Setting goals for one -- walking farther, faster or uphill can take you to the next fitness level. Carrying hand weights, too, can work your arms while you walk.
Even rainy days offer a chance to shake up a walker's world. Just follow the steps taken by some downtown workers.
"If it rains we do the stairs in the building, 12 flights, four or five times," said Kim Januszkiewicz, 42, an employee at M&T Center in Buffalo, N.Y. She and three other workers walk daily through lunch either taking a 4.8-mile loop down Delaware to Gates Circle or a 3.5-mile out and back to Erie Basin Marina.
The friends average 4 mph, fast enough to energize, but slow enough for comfortable conversation, as essential to some walkers as a chilled bottle of Poland Spring.
"We sit at our desks all day, so if we don't walk, it definitely makes the afternoon longer," said Marianne Tyree, 30. "We have things to talk about. We walk together for companionship.

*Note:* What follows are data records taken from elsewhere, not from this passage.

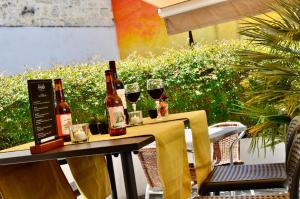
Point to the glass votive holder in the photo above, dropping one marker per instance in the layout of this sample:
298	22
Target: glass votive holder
135	118
80	133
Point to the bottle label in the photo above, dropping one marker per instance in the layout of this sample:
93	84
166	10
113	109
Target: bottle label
64	124
116	117
121	94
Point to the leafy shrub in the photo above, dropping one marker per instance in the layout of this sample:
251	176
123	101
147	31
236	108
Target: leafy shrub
197	78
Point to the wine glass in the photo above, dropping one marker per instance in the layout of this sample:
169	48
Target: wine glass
155	89
132	92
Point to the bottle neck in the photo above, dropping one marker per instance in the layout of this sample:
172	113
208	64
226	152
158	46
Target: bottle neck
59	92
112	67
109	83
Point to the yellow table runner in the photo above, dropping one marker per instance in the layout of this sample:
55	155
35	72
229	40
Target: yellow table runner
171	155
201	142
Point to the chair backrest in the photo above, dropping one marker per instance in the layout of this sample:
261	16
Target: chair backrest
293	168
148	161
292	130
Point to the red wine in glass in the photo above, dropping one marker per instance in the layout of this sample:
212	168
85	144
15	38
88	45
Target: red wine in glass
156	93
133	97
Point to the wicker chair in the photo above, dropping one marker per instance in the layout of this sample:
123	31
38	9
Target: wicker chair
245	177
293	171
227	150
147	157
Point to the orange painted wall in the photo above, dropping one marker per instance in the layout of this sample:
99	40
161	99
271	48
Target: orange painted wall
140	29
138	26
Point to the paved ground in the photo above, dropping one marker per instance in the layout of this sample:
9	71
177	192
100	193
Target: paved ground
249	158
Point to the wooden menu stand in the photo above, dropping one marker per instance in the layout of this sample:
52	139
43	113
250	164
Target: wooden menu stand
47	146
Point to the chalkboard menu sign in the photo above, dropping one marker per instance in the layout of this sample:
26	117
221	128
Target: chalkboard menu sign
42	110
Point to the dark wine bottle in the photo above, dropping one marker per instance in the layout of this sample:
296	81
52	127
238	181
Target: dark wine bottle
62	112
114	108
119	87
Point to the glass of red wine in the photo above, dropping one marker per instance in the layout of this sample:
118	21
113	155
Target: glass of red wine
155	89
132	92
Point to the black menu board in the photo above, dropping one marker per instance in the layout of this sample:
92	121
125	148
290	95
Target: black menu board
42	110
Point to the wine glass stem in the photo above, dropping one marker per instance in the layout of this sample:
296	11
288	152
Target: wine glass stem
157	106
134	106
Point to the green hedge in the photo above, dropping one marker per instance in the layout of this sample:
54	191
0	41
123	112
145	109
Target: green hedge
198	78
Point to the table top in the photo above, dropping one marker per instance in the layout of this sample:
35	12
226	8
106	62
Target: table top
75	150
218	133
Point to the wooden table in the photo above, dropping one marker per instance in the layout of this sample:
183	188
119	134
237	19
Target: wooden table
123	146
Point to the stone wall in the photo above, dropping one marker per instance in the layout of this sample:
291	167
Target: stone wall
55	13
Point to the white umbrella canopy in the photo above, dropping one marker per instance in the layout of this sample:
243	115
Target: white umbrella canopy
184	15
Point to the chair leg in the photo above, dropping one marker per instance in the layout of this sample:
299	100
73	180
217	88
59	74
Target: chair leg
147	194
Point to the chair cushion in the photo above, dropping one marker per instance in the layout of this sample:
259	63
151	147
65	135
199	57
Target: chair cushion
243	177
273	196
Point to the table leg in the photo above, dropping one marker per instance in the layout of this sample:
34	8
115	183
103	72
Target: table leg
111	173
129	177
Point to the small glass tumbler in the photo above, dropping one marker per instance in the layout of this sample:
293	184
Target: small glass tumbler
135	118
80	133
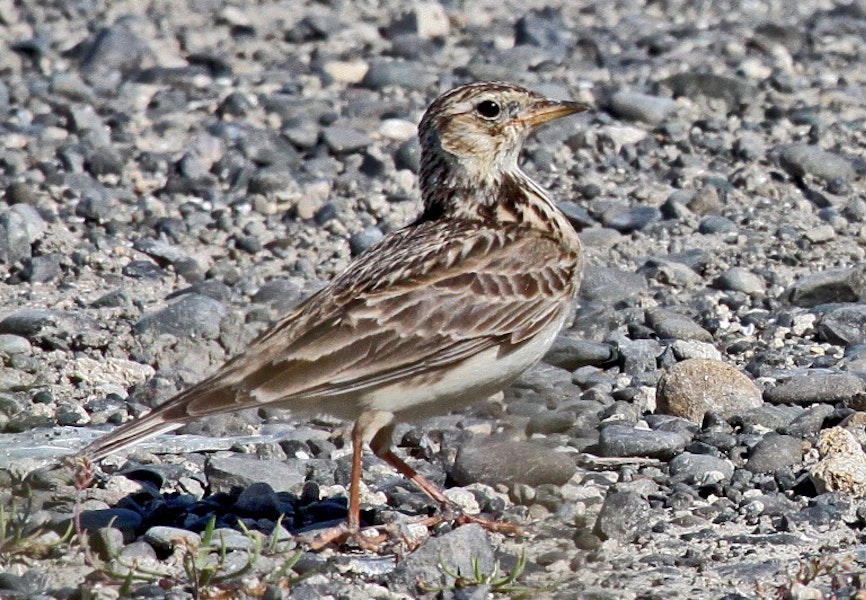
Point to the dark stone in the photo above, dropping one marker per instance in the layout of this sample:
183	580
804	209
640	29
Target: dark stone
775	452
816	387
623	516
622	440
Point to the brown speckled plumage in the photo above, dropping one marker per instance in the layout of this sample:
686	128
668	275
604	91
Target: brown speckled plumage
448	309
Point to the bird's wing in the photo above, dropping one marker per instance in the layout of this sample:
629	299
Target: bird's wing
425	298
428	299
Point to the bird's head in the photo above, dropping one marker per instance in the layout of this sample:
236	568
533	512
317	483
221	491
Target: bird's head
476	131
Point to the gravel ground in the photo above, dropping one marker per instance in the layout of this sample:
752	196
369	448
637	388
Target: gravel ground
177	175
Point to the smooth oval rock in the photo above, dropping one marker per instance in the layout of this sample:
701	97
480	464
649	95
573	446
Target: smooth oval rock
693	387
495	461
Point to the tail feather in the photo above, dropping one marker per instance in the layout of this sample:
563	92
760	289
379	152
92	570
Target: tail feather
156	422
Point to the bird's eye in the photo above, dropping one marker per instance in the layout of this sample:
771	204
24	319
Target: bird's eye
488	109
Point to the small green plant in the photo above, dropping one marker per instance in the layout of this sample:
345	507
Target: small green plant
499	582
18	538
205	563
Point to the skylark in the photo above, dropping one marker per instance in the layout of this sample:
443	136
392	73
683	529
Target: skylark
451	308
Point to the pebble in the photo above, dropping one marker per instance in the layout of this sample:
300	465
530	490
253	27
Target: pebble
816	387
227	472
807	159
162	537
570	353
622	440
463	550
741	279
344	139
668	324
384	73
702	469
775	452
690	84
623	516
608	285
14	240
836	285
500	461
843	324
635	106
693	387
634	218
193	315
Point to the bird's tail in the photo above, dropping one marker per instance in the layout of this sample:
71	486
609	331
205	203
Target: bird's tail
160	420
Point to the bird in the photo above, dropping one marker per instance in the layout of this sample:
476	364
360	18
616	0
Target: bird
450	308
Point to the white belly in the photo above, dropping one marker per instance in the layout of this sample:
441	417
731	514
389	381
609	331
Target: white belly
474	379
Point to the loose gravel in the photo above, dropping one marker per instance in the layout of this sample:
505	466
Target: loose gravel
178	175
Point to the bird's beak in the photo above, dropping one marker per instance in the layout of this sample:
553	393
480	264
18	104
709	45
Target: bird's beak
545	110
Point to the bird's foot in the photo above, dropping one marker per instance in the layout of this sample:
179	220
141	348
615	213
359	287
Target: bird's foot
344	535
450	512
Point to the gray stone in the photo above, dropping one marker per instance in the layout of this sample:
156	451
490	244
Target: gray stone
775	452
632	218
364	240
609	285
768	416
28	322
844	325
14	239
410	75
623	516
570	353
635	106
700	468
837	285
460	551
740	279
548	422
543	28
225	472
816	387
810	421
638	356
343	139
163	537
11	344
670	272
622	440
122	519
716	224
500	461
160	250
803	159
671	325
691	388
193	315
686	349
116	49
691	84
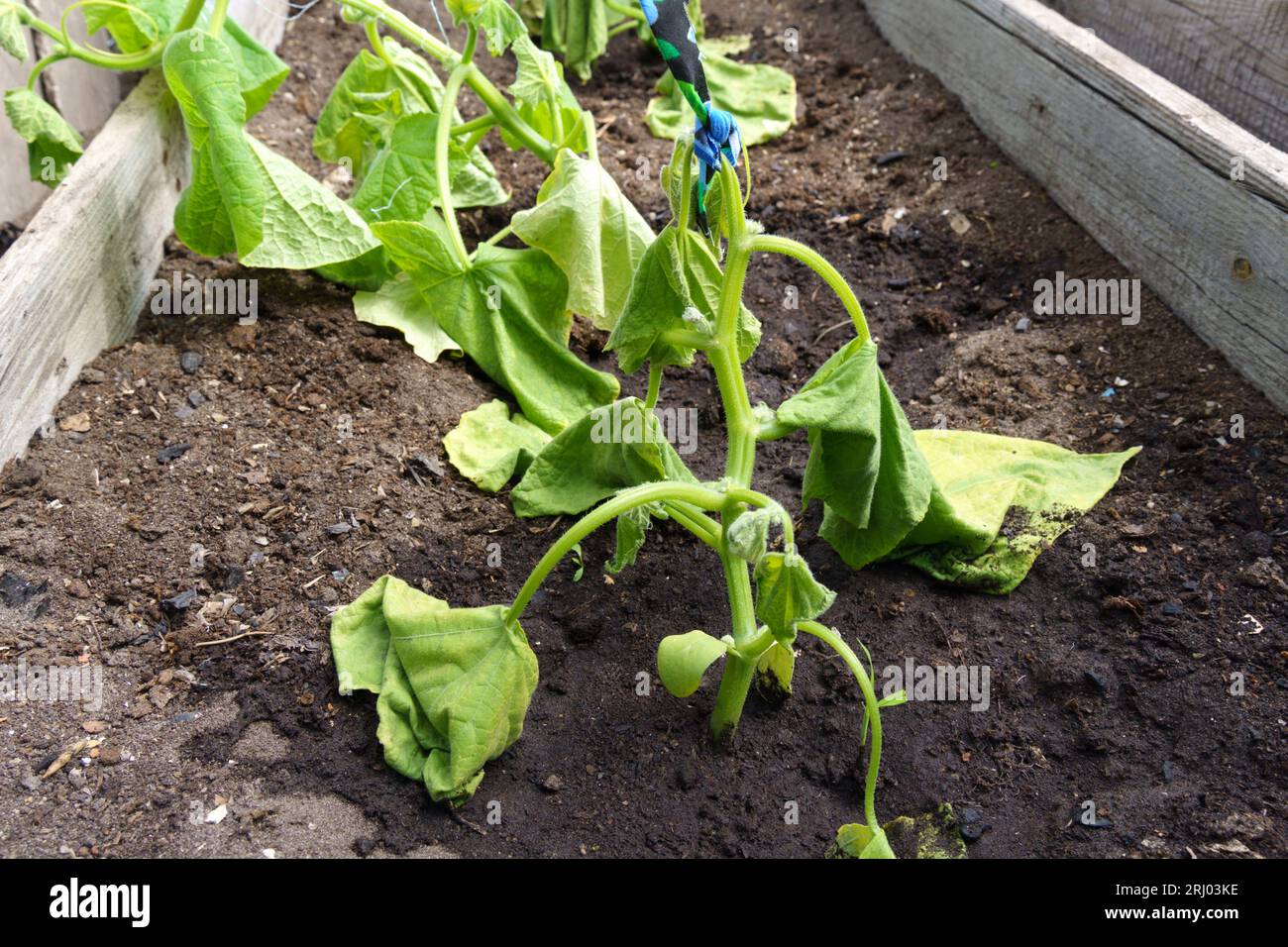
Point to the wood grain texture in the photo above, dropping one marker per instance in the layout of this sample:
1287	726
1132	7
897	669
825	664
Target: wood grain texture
1231	53
76	279
1142	165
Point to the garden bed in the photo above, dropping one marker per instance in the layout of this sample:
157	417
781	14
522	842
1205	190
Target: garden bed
1109	684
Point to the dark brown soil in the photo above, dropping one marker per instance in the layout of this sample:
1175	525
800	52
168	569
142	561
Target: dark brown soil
1109	682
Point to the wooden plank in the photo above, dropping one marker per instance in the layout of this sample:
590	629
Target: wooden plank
20	195
1231	53
76	279
1142	165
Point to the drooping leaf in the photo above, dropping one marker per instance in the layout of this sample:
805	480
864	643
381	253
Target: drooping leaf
489	447
677	286
13	40
398	304
53	145
498	21
858	840
603	453
632	530
509	313
786	592
588	226
682	660
578	30
761	97
454	684
863	464
984	478
366	102
774	672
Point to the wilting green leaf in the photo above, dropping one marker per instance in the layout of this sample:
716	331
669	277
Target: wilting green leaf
858	840
53	146
761	97
984	478
500	22
863	464
578	30
603	453
774	672
454	684
509	313
748	535
366	102
677	286
588	226
398	304
682	660
786	592
13	40
489	447
632	530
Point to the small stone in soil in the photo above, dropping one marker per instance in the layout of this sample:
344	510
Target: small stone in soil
178	603
172	453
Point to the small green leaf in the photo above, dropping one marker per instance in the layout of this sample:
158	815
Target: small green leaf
761	97
786	592
53	146
509	313
682	660
13	40
489	447
632	530
578	30
454	684
774	672
588	226
858	840
398	304
603	453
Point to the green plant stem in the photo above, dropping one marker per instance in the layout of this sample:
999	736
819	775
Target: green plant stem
833	641
702	497
829	274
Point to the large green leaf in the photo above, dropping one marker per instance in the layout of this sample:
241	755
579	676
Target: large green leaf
984	482
677	286
454	684
786	592
682	660
509	313
578	30
603	453
366	102
588	226
53	146
398	304
489	447
13	40
761	97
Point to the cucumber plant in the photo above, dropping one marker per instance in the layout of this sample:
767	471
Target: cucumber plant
393	125
454	684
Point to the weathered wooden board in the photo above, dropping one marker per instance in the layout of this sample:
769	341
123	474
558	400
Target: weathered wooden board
1142	165
77	277
1231	53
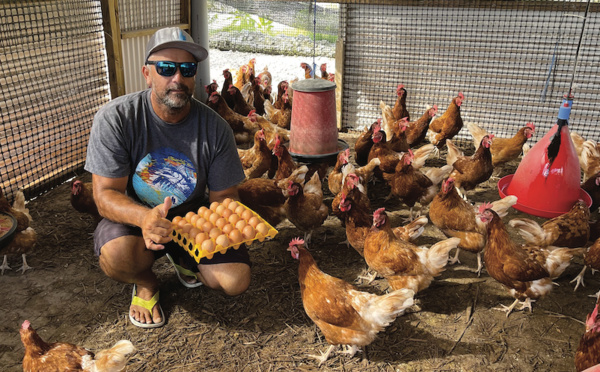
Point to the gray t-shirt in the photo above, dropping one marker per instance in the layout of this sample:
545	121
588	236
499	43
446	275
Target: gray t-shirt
179	160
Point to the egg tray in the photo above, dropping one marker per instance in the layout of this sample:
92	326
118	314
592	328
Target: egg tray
197	253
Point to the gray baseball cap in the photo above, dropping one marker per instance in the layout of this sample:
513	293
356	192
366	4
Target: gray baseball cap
174	37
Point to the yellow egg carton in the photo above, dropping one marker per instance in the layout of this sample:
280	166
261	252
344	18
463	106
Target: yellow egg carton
193	249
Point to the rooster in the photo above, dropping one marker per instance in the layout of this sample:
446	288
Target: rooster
399	111
304	207
401	263
417	130
25	237
503	150
61	356
470	171
448	125
526	271
266	197
571	229
257	159
455	217
82	199
344	314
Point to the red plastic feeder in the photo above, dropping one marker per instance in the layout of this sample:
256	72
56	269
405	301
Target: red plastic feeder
313	130
542	189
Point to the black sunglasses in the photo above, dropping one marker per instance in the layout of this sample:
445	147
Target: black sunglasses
168	68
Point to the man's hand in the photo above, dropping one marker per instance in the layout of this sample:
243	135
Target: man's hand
156	228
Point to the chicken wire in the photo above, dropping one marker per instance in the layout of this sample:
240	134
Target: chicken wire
52	82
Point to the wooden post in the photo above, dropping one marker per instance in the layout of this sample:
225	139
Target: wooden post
114	53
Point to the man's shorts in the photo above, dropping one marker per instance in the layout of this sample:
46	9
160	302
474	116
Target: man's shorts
108	230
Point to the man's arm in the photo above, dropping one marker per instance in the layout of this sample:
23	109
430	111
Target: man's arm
115	205
220	195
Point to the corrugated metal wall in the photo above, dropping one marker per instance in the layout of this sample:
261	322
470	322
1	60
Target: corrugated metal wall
513	60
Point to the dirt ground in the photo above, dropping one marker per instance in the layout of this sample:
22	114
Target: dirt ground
67	298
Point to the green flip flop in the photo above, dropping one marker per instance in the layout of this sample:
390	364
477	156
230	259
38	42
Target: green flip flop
182	271
148	305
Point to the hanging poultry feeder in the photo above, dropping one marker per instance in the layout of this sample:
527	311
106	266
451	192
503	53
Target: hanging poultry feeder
543	187
313	129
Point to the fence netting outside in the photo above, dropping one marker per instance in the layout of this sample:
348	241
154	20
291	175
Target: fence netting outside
52	81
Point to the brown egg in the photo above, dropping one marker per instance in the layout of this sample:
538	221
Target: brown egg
240	225
227	228
208	245
253	221
202	210
226	213
214	232
222	240
220	208
247	214
226	202
199	222
248	232
207	226
220	222
262	228
239	210
200	238
233	219
214	217
235	236
189	215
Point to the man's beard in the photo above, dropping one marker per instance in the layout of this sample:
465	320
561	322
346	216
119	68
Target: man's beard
176	101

Most of us exercise in addition to this."
By walking 10,000 steps -- or five miles daily -- the average person can achieve the level of exercise recommended by the Centers for Disease Control and Prevention and American Heart Association. In addition, research from the American Journal of Preventive Medicine indicates that people who walk to exercise get "moderately intensive" activity when taking 100 steps a minute.
"Walking conditions your heart," said cardiologist Dr. JoAnne Cobbler. "It improves circulation to your legs, reduces obesity and high blood pressure, and over time your heart rate will decrease because the heart becomes more efficient pumping more blood per each beat. Heart disease is preventable."